Let’s face it, in 2013 almost every dip in the major stock indexes turned out to be a buying opportunity. Every time the stock market seemed to be starting a correction or meaningful pullback the central bankers came running out on TV proclaiming that low interest rates would remain intact for years to come. Just think about it, there has not been a single 10.0 percent correction in over two years. The last time the stock market even came close to a real correction in 2013 was in May when Ben Bernanke told the world that he would start to taper QE-3. As we all know, he quickly rescinded his statements and kept QE-3 going until 2014.
Recently, the economic data that has been released has been better than expected. The GDP numbers in the United States (gross domestic product) have improved, the job picture has picked up a bit, the housing markets have been rallying, and the stock markets have been soaring to new all time highs. So according to this data the Federal Reserve should start to taper its $85 billion a month quantitative easing program (QE-3).
In 2003, the Federal Funds rate (overnight lending rate to the large commercial banks) was at 1.0 percent. That year was one of the most bullish years for the stock markets in history. In June 2004, the Federal Reserve started to raise the Fed Funds rate by a just a quarter point and the major stock indexes came under some turbulence throughout most of the year. So this tells us that while tapering isn’t tightening it is a cut in the easy money that the stock markets have become accustomed to for the past five years. Traders should brace themselves in 2014 for much more volatility.
The Federal Reserve claims that there is very little inflation in the economic system. For all I know they might be correct, but deflation seems to be their real fear or they would not be taking this easy money policy stance for so long.
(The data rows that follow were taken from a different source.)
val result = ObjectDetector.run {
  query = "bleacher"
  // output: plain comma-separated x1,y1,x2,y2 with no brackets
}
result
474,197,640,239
So, will the buy the dip mentality work in 2014? Sure the buy the dip mentality will work in 2014 as long as you buy a low enough dip. The only way that traders and investors will know when to get back in will be to follow the charts. I remember in 2008 and early 2009 how people started to flock toward technical analysis for guidance, now people just buy anything and wait for the central banks to pledge more easy money. If the easy money policies are now really coming to an end those days of just buying the SPDR Dow Jones Industrial Average (DIA), SPDR S&P 500 (SPY), or some other ETF are over. The game is going to be a lot tougher this year, especially for those who thought it was easy.